What is medicare?
Medicare parts A, B, C, D. Most of us have heard the terms mentioned but what does each part actually mean? To explain, let’s get back to the basics first. What is Medicare? Medicare is a U.S. federal health program that is divided into two main parts, Medicare Part A and B. Health-care costs are expensive. As we age those costs tend to increase, to the point that at times it may seem that it will lead you to go broke. Medicare is the response to this need. It is meant to assist seniors, those 65 and older (and for people with certain disabilities) to have medical coverage.
This guide was written to help clear up some of the confusion about Medicare, I am the first to admit that it can be confusing. However, it is an important part of successful retirement planning. Understanding Medicare, the in’s and out’s of what it does and does not cover is very important. It may seem easier at times to put off things we do not want to think about, medical costs and possible future illnesses included, but after reading this guide you will have a better understanding of what your options are.
Medicare can be as simple as the A B C’s, maybe that is why they named the different Medicare parts A, B, C, and D. It’s up to you, and possibly a trusted agent, to gather the information you need to choose the right medical coverage for you. Let’s break down each one.
Medicare Part A: Pays for hospital stays and some home health and hospice care
Medicare Part B: Pays for doctor visits and care. It also covers some other health needs such as flu shots and walkers.
Medicare Part C: Is the Medicare Advantage plan
Medicare Part D: Covers medications prescribed by doctors
Now that we’ve gotten that out of the way let dig a little deeper into what is Medicare parts A and B.
Medicare Part A
Medicare Part A is health insurance provided by the federal government. It was put into place to assist with some of the acquired costs during treatment in a hospital and other inpatient facilities.
Most people do not pay a monthly premium for Part A (fun fact it is also known as “premium-free Part A”). Americans with a work history of 10 years or more, or those married to someone with a 10-year work history will have Part A provided to them free of charge. Although you do not pay a monthly premium, you typically pay a coinsurance for the services you receive.
2022 costs at a glance
|Part A Hospital Inpatient deductible and coinsurance
|$1,556 deductible for each benefit period
|Days 1-60: $0 coinsurance for each benefit period
|Days 61-90: $389 coinsurance per day of each benefit period
|Days 91 and beyond: $778 coinsurance per each “lifetime reserve day” after day 90 for each benefit period (up to 60 days over your lifetime)

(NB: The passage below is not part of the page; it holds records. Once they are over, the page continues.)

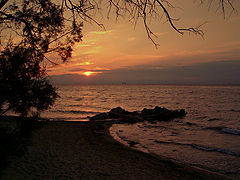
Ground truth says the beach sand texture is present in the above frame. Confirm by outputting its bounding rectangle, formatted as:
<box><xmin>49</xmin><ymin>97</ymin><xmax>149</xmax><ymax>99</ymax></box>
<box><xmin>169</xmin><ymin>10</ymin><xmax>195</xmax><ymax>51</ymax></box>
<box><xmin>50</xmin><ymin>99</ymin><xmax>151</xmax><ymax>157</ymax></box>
<box><xmin>1</xmin><ymin>122</ymin><xmax>231</xmax><ymax>180</ymax></box>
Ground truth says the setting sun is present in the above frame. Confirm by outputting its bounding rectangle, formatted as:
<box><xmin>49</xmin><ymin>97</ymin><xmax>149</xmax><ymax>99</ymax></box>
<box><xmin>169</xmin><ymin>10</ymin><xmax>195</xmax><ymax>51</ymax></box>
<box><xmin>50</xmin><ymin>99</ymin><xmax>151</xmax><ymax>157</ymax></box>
<box><xmin>83</xmin><ymin>71</ymin><xmax>94</xmax><ymax>76</ymax></box>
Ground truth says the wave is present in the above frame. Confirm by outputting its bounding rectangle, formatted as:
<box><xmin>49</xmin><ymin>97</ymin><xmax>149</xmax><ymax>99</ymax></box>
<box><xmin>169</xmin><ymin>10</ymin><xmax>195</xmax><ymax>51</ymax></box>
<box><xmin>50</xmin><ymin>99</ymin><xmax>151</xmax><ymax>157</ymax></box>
<box><xmin>208</xmin><ymin>118</ymin><xmax>220</xmax><ymax>121</ymax></box>
<box><xmin>51</xmin><ymin>110</ymin><xmax>99</xmax><ymax>114</ymax></box>
<box><xmin>155</xmin><ymin>140</ymin><xmax>240</xmax><ymax>157</ymax></box>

|Beyond lifetime reserve days: all costs
Now that you know about what Part A is. You may be asking how do you sign up for this? Some people will be automatically signed up for this while others should go to https://www.ssa.gov/medicare.com. In most cases, if you are automatically enrolled depends on whether you are getting social security benefits.
Medicare Part B
Medicare Part B is health insurance provided by the federal government. Let’s get through the textbook definition first. Medicare Part B is part of Original Medicare and covers some expenses of medical services and supplies that are medically necessary to treat your health condition. Part B covers things like lab work, doctor visits, and medical equipment.

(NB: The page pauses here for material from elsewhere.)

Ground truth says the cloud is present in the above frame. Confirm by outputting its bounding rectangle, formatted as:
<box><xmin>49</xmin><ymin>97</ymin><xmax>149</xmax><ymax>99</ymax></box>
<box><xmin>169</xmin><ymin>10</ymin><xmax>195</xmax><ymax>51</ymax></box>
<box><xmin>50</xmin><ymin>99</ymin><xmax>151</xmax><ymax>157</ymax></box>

In contrast to Part A, beneficiaries do have to pay a premium for Medicare Part B. (Standard premium being $170.10 a month in 2022) You want to be sure that you enroll at the right time. Open enrollment begins three months before the month of an individual’s 65th birthday and continues for three months afterward.

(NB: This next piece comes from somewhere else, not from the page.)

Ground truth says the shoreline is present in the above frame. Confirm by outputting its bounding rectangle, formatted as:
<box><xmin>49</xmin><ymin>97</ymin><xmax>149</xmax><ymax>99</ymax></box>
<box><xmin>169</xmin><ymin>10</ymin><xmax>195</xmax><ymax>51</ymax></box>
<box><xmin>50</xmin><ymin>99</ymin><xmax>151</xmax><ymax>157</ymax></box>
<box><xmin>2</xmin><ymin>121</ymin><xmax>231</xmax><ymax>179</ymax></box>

Many people choose to receive their Part A and B benefits through Original Medicare. Original Medicare is the traditional Medicare program most of us associate with when we hear the term, where the government pays directly for the health care services you receive.
Prescription Drug Coverage Under Original Medicare
What about drug coverage? If you want prescription drug coverage with Original Medicare, that is where a Part D (PDP) will come in. You will need to join a stand-alone Medicare private drug plan.